Méditons la mission divine de cette communauté juive messianique, sondons les écritures saintes, analysons les signes du temps de la fin, voyons tous les signes annonciateurs dont le livre d’apocalypse et les épîtres nous parlent pour nous faire prendre conscience de la nécessité absolue pour l’église de se mettre au pas.

Et nous allons nous rendre tout de suite compte que l’heure n’est plus à la blague et à la vie du péché. Mais plutôt nous devrions reconsidérer nos voies et mettre de l’ordre dans notre vie avec Dieu. De peur d’être surpris par le jour de la venue du fils de l’homme.

La fin des temps approche à grands pas et plus rien ne peut retarder encore la venue du Christ si ce n’est notre vie du péché car, la volonté de Dieu est que tous ses enfants soient sauvés et qu’un seul cheveu de nos têtes ne vienne à manquer !

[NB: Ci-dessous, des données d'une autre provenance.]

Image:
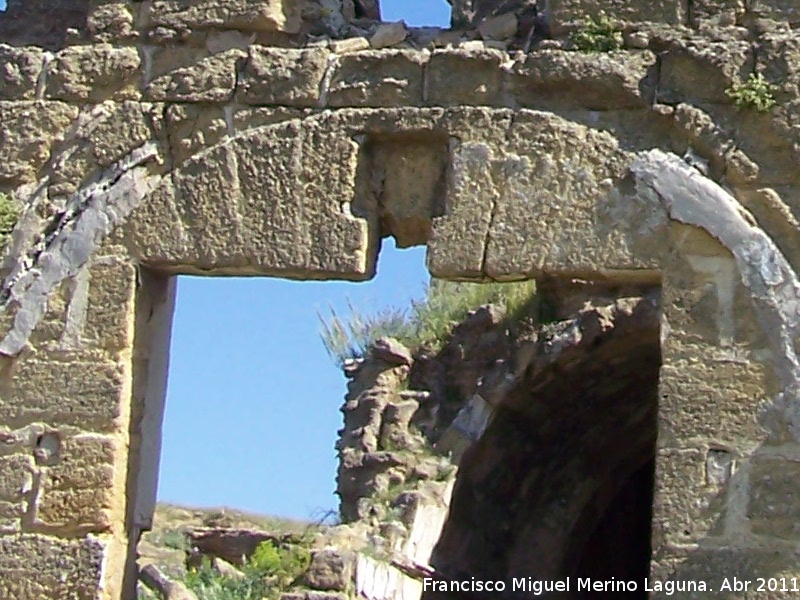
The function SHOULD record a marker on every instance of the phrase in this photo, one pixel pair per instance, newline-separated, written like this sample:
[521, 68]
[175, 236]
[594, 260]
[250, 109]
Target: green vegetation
[272, 568]
[755, 92]
[9, 214]
[428, 322]
[597, 35]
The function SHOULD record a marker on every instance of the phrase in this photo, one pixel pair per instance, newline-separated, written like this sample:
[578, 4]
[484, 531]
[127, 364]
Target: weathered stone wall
[259, 137]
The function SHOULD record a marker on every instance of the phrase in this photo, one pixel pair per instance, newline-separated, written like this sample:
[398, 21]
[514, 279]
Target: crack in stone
[90, 215]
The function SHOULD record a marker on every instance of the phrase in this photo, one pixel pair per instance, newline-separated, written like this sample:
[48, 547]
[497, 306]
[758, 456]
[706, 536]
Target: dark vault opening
[561, 483]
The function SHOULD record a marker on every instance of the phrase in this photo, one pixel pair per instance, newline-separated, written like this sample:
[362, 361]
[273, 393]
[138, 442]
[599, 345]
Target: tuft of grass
[271, 570]
[427, 323]
[597, 35]
[9, 215]
[754, 92]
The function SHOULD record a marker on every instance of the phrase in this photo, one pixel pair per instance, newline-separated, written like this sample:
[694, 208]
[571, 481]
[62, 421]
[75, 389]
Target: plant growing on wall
[754, 92]
[427, 322]
[597, 35]
[9, 214]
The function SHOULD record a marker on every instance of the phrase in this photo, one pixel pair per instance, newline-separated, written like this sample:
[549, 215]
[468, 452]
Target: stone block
[774, 504]
[563, 13]
[244, 15]
[387, 78]
[112, 22]
[777, 10]
[612, 81]
[85, 461]
[413, 172]
[36, 566]
[236, 208]
[686, 509]
[210, 80]
[11, 514]
[290, 77]
[76, 491]
[714, 398]
[716, 12]
[702, 71]
[19, 74]
[557, 207]
[94, 74]
[81, 392]
[28, 131]
[155, 232]
[82, 509]
[721, 567]
[462, 76]
[16, 476]
[457, 243]
[250, 118]
[193, 128]
[113, 131]
[330, 570]
[779, 59]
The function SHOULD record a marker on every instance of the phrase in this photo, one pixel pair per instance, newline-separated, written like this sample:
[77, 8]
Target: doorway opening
[560, 485]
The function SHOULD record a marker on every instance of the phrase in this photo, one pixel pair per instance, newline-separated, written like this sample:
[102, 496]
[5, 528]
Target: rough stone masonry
[141, 140]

Partout et tout au tour de nous les signes annonciateurs de la fin du temps ne manquent pas : épidémies, animaux échoués, catastrophes naturelles, guerres grandissantes… Et de nos jours la tentation est partout, et il nous faut désormais faire très attention dans notre marche avec Dieu. Voyez au loin et au-delà de petites considérations qui gâchent inutilement nos vies : luxe, sexe et mensonge. Non, ce n’est pas dur, il suffit juste de croire de tout son cœur et de s’efforcer pour ne vivre plus que pour le seul Jésus Christ et resté regardant aux signes du temps à la lumière de la Parole de Dieu. Jésus Christ, fils de Dieu a déjà vaincu Satan sur la croix, et il viendra bientôt pour le grand jugement. Et en conséquence nous devons combattre le Mal sous toutes ses formes en nous car, seuls les vainqueurs seront sauvés. Alors, chaque jour que Dieu nous donne de passer sur terre doit être mis à profit pour conformer notre vie à sa volonté parfaite et à ne vivre que pour lui seul.

Puisse l’Esprit de Dieu nous fortifier dans notre faiblesse, nous conduire dans notre marche avec Dieu, et nous donner le courage de renoncer totalement à la vie du péché et de ne plus servir Dieu et son Royaume que comme lui-même nous le recommande dans sa Parole.